The SimSys programming framework simulating a 5 stage pipeline and
memory hierarchy of a generic RISC microprocessor doing a quicksort 
of 512 integers. This program is a real application, not a syntetic 
benchmark. It is designed with traditional new/delete in mind and
only trivial changes are made to run with SGC. A single 1Mb object
representing the simulated memory is allocated from the standard heap
instead of the garbage collected one. Most of the memory used by the
application are either small link objects from general container classes,
or variable sized blocks representing data packets flowing through the
simulated components. The average object size is 16 bytes. Following a brief 
initialisation phase, the amount of live memory remains almost constant 
throughout the entire run, and fragmentation is very low. leaf+inline
optimization is used to speed allocation of link objects. leaf optimization
only is used to speed allocation of the data packets. 

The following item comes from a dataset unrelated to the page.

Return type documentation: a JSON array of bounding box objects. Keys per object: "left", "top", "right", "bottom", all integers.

During the 60 seconds run mentioned below, this application consumes 340Mb 
of memory in 22 million objects. Garbage collection occurs several hundred 
times during the benchmark costing a total of 8-9% of the CPU time. During 
a typical collection 10.000 objects are alive, while 23.000 objects are 
found to be dead, all within at most 20 milli seconds. The average tracing 
overhead is about 250 ns pr object (or roughly 16 ns pr byte).

Configuration				Running Time	Memory Used (max)

Built in GNU new/delete:		68 s	1	2708Kb	1
GC with leaf+inline optimization:	60 s	0.88	3428Kb	1.27

- adjusted for
	1Mb object on standard heap.			1684Kb	1
							2404Kb	1.43
- further adjusted for
	1.376Kb exec image				308Kb	1
							1028Kb  3.34


Conclusions
===========

The benchmarks generally confirm the cost model given in "sgc.h". The cost
of garbage collected memory can be divided into a pr object cost, and a
pr word cost. This differs from traditional new/delete which carries only
a pr object cost. The net result, is that for larger objects, where the
pr word cost dominates, garbage collected memory becomes significantly 
more expensive than non-garbage collected memory. For small obejcts, the
pr object cost dominates, and the figures show that the pr object cost is
significantly lower with SGC, than with GNU new/delete.

The pr word cost is actually dominated by the initialisation cost, not the
tracing overhead. Objects allocated from the garbage collected heap MUST
be zeroed to eliminate stale pointers. If not, old pointers will be revived
causing massive overuse of memory. The cost of zeroing a memory block can
be lowered significantly if the underlying architecture supports either
 1) User mode cache block zero instructions
 2) User mode ST with lazy block load
but unfortunately the IA-32 architecture offers no such support.

It is a design goal that SGCs memory requirements should be bounded by a
factor of 3 when compared to GNU new/delete. As seen above, this goal is
often not met. Further work is required in this area.